Thema: Chinas Immobiliensektor: Besser als sein Ruf?
Emfis News Am: 01.08.2011 12:53:53 Gelesen: 11 # 1 @
Im chinesischen Immobilien- und Bausektor sieht es offenbar besser aus, als die schlechten Prognosen vermuten lassen. Gerade in den kleineren Großstädten abseits der riesigen Metropolen wird ein Aufsehen erregendes Wachstum erwartet.
Seit der letzten Finanzkrise wird von Analysten gebetsmühlenartig ein "Platzen der chinesischen Immobilienblase" prophezeit. Könnte es sein, dass die Apokalyptiker schlichtweg das Kleingedruckte übersehen haben?
Zwar hat es im Laufe der jüngsten Drosselungsmaßnahmen auch die eine oder andere chinesische Immobilien-Aktie böse erwischt. Es gibt aber viele Anzeichen dafür, dass es um die Branche nicht annähernd so schlecht steht, wie vielerorts vermutet. Dies mag überraschen, denn das fröhliche Bashing der Baubranche gehört bei den China-kritischen Marktbeobachtern mittlerweile zum Standard-Repertoire. Die Realität ist aber weitaus komplexer, als es manchmal vom Schreibtisch aus erkennbar ist.
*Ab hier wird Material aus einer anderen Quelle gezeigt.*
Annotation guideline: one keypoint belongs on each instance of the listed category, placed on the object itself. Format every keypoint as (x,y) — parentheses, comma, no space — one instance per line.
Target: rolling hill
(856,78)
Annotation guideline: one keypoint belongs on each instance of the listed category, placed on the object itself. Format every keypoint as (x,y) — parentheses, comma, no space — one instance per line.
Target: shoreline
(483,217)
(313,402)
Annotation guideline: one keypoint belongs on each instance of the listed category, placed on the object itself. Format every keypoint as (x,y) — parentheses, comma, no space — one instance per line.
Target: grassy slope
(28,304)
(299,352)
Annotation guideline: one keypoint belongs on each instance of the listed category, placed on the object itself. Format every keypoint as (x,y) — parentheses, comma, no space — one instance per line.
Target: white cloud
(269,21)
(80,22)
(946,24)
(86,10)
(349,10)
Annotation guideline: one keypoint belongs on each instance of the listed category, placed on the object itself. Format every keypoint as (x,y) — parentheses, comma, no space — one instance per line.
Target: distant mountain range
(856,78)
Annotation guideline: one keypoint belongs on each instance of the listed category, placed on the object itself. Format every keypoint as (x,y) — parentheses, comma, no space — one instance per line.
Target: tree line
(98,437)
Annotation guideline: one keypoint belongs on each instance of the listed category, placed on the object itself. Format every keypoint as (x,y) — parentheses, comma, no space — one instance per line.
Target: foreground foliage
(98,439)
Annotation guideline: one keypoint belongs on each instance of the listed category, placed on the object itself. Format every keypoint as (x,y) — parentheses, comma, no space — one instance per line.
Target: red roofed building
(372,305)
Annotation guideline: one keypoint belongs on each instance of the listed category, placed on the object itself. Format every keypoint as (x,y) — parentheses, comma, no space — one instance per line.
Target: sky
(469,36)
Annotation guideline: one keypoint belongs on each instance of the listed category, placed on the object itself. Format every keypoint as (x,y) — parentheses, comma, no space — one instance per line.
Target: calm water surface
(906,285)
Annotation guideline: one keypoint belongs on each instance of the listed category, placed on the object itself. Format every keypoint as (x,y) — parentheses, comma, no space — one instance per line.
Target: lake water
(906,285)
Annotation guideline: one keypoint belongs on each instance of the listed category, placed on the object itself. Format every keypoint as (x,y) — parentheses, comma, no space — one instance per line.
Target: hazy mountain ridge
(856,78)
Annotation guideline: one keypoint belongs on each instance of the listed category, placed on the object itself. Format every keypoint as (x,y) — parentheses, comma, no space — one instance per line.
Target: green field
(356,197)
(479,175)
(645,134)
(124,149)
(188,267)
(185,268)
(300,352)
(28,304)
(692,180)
Licht ins Dunkel bringt beispielsweise eine Analyse, die zuletzt von Bank of America Merrill Lynch veröffentlicht wurde. Raymond Ngai, Chef dortigen Immobilien-Research-Abteilung, geht davon aus, dass in erster Linie die eigentümlichen Bilanzierungspraktiken der chinesischen Immobilienkonzerne für die extrem schlechte Stimmung am Markt verantwortlich ist. Obwohl sich die meisten chinesischen Baukonzerne bereits vor Jahren mit billigem Bauland eingedeckt haben, wird in den Bilanzen in der Regel statt dem derzeitigen Marktwert lediglich der ursprüngliche Kaufpreis angegeben.
Wenn man Zahlen aus den Bilanzen einfach übernimmt, ohne sie zu hinterfragen, ergibt sich laut Ngai rechnerisch ein weit höherer Verschuldungsgrad, als tatsächlich vorhanden ist. Ein gutes Beispiel dafür sei die in Hongkong gelistete Guangzhou R&F Properties Company. Der Konzern hat vor einigen Jahren Landparzellen für etwa 2.000 Yuan pro Quadratmeter erworben, für die man heutzutage locker 12.000 bis 13.000 Yuan verlangen könnte. Da in der Bilanzaufstellung jedoch nur der einstmalige Kaufpreis dieser Vermögenswerte berücksichtigt wird, ergibt sich ein komplett schiefes - und wenig vorteilhaftes - Bild
Herausragende Wachstumschancen jenseits der Mega-Citys
Institutionelle Investoren mit viel China-Erfahrung lassen sich von der schlechten Presse dementsprechend auch nicht abschrecken, sondern setzen weiterhin auf die Erfolgsstory der chinesischen Urbanisierung. Vor allem für das riesige chinesische Hinterland sind die Statistiken nach wie vor überaus interessant: Einer Studie des Immobilien-Beraters Jones Lang LaSalle zufolge werden Chinas Großstädte aus der ersten Reihe wie Shanghai, Beijing, Guangzhou und Shenzhen im Jahre 2020 gerade einmal 10 Prozent des gewerblichen Immobilienmarkts ausmachen. Das bedeutet, dass vor allem in den neuen Zentren aus der "zweiten Reihe" in den nächsten zehn Jahren große Chancen schlummern.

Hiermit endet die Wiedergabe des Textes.